A sample of size \(n=144\) produced the following summary statistics \[ \sum_{i=1}^n \mathbf x_i = \begin{pmatrix} 392.2 \\ 1530.8 \end{pmatrix} \qquad \sum_{i=1}^n \mathbf x_i \mathbf x_i^\top = \begin{pmatrix} 1101.88 & 4305.17 \\ 4305.17 & 17120.88 \end{pmatrix}.\] Calculate the sample mean, the sample covariance matrix and the sample correlation coefficient.
Let \(\mathbf x\) and \(\mathbf y\) be independent random \(p\)-dimensional vectors. Assuming that all relevant moments exist, show that for any real scalars \(\alpha\) and \(\beta\), \[{\mathbb{V}\operatorname{ar}}(\alpha \mathbf x+ \beta \mathbf y) = \alpha^2 {\mathbb{V}\operatorname{ar}}(\mathbf x) + \beta^2 {\mathbb{V}\operatorname{ar}}(\mathbf y).\]
What is the corresponding formula when \(\mathbf x\) and \(\mathbf y\) are not independent?

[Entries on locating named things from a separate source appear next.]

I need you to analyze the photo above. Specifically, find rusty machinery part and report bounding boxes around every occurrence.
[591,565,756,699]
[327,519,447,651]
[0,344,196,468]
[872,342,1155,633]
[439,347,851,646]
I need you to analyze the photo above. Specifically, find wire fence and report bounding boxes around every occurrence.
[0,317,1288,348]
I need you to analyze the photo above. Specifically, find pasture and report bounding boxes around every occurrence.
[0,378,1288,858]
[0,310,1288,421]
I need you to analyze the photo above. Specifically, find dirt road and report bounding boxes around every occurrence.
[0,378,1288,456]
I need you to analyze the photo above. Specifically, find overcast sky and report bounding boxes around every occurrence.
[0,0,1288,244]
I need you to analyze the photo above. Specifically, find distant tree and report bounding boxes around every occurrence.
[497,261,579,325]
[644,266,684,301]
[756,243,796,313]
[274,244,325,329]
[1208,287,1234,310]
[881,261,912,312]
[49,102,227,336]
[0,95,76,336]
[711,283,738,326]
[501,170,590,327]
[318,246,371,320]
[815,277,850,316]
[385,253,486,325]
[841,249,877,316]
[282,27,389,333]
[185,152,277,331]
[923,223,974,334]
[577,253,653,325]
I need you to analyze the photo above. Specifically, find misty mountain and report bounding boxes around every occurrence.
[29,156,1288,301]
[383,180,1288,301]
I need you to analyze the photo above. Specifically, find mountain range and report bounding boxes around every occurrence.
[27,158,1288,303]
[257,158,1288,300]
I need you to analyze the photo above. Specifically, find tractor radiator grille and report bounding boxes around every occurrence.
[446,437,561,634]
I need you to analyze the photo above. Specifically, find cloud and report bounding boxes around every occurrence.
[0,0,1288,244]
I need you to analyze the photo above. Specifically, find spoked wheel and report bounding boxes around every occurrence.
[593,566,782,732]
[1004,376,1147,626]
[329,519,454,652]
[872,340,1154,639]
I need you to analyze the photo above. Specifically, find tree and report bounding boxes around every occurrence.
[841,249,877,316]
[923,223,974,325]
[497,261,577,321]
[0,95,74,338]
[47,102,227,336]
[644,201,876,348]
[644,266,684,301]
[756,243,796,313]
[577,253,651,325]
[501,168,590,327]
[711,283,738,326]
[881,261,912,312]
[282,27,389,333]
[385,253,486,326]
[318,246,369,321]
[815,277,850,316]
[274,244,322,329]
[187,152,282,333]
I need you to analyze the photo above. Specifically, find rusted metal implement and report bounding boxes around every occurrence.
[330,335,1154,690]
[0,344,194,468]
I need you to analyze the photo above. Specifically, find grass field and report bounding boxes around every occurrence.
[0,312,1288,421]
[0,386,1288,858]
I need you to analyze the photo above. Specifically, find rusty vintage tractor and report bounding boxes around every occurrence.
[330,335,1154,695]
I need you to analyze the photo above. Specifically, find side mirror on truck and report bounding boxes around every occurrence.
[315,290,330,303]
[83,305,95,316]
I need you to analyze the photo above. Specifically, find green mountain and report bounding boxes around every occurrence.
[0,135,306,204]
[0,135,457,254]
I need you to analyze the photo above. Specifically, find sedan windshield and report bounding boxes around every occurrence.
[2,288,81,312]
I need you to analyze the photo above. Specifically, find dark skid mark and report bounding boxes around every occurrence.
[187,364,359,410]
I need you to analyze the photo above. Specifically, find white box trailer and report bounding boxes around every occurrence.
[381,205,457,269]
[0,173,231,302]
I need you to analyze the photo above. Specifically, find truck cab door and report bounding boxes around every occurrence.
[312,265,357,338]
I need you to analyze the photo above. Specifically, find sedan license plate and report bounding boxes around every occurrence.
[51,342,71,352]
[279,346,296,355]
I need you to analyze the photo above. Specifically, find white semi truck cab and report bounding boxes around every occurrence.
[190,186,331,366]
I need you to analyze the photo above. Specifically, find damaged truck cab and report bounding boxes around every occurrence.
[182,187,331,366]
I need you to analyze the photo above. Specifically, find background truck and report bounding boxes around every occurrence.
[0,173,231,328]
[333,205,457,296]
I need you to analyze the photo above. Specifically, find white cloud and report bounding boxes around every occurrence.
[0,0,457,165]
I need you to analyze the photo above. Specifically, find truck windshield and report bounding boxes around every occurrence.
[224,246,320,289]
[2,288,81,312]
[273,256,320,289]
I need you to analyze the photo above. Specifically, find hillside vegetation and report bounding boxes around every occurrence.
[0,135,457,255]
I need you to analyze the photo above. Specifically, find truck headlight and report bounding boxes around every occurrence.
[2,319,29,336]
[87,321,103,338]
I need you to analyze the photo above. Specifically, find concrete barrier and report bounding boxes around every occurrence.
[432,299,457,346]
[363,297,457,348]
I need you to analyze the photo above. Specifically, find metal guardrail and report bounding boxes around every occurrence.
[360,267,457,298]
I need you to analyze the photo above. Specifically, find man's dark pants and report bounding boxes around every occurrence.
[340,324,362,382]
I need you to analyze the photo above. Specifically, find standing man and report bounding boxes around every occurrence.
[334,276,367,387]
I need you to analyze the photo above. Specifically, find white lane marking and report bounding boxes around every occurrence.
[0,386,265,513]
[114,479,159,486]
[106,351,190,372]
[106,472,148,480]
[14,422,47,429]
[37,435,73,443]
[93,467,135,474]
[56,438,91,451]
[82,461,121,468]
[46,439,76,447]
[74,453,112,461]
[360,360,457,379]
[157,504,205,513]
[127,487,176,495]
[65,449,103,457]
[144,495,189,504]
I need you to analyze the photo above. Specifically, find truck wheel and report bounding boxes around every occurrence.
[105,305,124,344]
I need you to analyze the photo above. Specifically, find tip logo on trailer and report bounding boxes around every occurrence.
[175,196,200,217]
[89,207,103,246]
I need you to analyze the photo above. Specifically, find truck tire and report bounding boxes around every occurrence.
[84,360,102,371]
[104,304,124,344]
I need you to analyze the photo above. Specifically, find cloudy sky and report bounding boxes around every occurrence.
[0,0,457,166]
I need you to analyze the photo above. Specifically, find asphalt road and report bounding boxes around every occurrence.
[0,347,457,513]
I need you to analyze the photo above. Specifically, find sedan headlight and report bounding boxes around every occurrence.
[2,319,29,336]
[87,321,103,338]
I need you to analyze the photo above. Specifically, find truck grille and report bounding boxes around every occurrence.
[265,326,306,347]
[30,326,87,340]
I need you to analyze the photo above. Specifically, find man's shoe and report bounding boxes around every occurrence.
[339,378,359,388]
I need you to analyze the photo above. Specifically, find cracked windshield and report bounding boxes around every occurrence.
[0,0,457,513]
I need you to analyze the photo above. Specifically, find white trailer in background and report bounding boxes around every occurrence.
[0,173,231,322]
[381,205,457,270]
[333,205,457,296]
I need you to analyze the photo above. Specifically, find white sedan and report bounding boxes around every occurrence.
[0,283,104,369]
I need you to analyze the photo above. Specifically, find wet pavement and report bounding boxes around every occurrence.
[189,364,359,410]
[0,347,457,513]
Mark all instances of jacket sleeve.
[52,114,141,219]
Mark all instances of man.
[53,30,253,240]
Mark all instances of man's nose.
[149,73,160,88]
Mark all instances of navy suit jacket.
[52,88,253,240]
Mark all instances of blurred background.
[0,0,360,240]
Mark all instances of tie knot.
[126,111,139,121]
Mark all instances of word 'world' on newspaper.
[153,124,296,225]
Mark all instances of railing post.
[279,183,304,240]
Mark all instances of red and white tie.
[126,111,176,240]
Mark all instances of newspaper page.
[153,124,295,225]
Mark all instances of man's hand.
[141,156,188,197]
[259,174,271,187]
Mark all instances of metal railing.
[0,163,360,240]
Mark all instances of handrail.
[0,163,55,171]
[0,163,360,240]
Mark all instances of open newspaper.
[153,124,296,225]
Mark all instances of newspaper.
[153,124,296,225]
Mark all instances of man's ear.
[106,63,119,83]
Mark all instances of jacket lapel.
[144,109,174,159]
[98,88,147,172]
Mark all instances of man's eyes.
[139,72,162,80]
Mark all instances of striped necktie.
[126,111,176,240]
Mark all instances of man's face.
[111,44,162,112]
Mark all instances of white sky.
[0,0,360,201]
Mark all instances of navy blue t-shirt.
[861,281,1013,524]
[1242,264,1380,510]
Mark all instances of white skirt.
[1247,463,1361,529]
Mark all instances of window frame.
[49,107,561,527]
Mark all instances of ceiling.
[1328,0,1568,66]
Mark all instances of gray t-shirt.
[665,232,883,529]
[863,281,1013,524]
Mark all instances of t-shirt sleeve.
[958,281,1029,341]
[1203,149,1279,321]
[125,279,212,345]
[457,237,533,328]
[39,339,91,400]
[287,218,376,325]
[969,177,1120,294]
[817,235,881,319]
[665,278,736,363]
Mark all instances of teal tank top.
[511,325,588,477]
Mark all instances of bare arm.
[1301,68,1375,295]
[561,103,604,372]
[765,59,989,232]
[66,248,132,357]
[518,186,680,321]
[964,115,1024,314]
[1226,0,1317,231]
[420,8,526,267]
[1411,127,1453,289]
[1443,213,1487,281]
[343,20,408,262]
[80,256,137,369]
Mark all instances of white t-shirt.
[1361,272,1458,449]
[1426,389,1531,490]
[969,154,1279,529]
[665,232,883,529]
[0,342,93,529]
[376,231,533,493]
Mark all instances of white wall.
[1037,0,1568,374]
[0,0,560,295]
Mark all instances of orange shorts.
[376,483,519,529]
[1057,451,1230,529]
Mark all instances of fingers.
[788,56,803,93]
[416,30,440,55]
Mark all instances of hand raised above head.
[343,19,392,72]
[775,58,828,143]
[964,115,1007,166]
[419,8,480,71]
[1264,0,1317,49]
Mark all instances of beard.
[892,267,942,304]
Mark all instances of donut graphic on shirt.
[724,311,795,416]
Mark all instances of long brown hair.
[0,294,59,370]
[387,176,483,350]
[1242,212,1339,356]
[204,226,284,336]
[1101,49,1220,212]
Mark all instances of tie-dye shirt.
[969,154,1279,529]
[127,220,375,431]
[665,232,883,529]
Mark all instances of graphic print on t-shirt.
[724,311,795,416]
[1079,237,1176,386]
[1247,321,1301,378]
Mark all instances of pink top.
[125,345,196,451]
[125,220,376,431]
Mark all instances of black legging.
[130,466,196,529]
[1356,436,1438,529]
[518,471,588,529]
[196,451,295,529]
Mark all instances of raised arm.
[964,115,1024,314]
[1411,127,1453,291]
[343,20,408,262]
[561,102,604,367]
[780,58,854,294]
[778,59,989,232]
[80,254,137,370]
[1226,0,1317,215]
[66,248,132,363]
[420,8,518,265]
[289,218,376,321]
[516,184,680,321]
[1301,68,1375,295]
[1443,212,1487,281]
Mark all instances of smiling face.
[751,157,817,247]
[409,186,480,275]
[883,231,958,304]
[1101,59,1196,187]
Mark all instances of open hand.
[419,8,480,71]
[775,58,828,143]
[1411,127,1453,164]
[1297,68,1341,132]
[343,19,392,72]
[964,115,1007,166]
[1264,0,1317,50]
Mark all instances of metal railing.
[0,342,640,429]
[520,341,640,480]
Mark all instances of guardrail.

Express your answer in terms of \({\mathbb{V}\operatorname{ar}}(\mathbf x)\), \({\mathbb{V}\operatorname{ar}}(\mathbf y)\) and \({\mathbb{C}\operatorname{ov}}(\mathbf x, \mathbf y)\).
You are given the following data points \[\mathbf x_1 = \begin{pmatrix} 1\\ 2\end{pmatrix}, \mathbf x_2 = \begin{pmatrix} 2 \\ 2\end{pmatrix}, \mathbf x_3 = \begin{pmatrix} 3\\ 1\end{pmatrix}, \mathbf x_4 = \begin{pmatrix} 0 \\3\end{pmatrix}\] Write down the data matrix \(\mathbf X\), the mean vector, and the covariance matrix.